I find it extremely annoying to have to import std.array (or whatever the correct module is) just to use .empty, .front and .popFront on arrays. IMO they should all be in object.d.
April 10, 2015
On 4/10/15 9:26 AM, Meta wrote:
> On Friday, 10 April 2015 at 12:42:47 UTC, Steven Schveighoffer wrote:
>> Plus, adding arr.empty into object is kind of redundant. The only
>> reason we have arr.empty is so that it becomes a range.
>
> I find it extremely annoying to have to import std.array (or whatever
> the correct module is) just to use .empty, .front and ..popFront on
> arrays. IMO they should all be in object.d.

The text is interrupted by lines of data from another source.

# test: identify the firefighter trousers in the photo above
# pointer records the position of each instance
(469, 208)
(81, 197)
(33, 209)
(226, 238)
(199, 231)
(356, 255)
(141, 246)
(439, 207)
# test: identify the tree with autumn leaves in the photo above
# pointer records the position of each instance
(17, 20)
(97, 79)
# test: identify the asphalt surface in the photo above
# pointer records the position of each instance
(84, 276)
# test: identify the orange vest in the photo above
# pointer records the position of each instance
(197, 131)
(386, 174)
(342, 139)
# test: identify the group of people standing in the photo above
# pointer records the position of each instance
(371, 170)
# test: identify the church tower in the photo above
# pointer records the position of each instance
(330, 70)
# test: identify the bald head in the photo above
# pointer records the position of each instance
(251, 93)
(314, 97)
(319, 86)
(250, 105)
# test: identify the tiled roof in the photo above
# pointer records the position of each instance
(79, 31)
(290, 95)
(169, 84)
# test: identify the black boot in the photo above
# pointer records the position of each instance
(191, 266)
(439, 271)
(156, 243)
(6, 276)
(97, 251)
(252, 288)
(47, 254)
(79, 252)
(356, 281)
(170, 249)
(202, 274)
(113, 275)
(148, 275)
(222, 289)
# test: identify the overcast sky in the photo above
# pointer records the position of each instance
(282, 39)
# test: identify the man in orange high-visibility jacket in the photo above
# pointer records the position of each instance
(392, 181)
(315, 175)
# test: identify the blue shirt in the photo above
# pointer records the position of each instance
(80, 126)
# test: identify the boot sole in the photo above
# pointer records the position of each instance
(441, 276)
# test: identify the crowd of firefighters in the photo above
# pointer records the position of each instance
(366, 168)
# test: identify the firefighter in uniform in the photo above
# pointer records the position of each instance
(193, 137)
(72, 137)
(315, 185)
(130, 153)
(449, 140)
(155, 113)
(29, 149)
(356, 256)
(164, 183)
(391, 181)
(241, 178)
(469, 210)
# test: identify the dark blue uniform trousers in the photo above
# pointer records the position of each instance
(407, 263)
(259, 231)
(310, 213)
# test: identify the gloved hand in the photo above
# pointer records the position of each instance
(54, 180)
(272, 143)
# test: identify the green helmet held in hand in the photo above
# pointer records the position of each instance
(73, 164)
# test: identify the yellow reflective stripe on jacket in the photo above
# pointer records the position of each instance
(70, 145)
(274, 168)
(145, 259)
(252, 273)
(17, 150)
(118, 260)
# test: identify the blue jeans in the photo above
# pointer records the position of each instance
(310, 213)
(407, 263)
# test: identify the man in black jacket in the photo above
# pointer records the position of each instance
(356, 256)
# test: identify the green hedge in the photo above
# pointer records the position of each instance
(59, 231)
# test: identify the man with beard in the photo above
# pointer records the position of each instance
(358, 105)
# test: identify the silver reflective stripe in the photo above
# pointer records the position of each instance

If only it were that easy... The problem is char[] (or rather, the insistence of Phobos that char[] is not an array).

-Steve
April 10, 2015
"ketmar"  wrote in message news:mg8hda$2rs$12@digitalmars.com...

> >
> > I use arr.length when I'm working with arrays, and .empty when working
> > with general ranges.  I generally prefer not to mix the two.
>
> isn't it a compiler task to track types? ranges can be empty, arrays can
> be empty. i can't see why one should remember that their emptiness if
> somehow different.

Nobody said you have to remember anything, it's a style choice.

It's like this code:

uint x;

if (x > 0) {}

if (x != 0) {}

Both of those if conditions are the same, but you'll use one or the other depending on context. 

April 10, 2015
On 2015-04-10 5:42 AM, Steven Schveighoffer wrote:
>
> empty is a negative. I'd prefer if(arr.length) instead of
> if(!arr.empty), as the latter's a double-negative.

Hmm.  I've never thought of empty as a negative.  For me empty says "This thing has the property/state of being empty", not "this thing has a corresponding length (or size) of not 0".  Thus if (!arr.empty) is only a single negative for me.  "This thing does not have the state of being empty."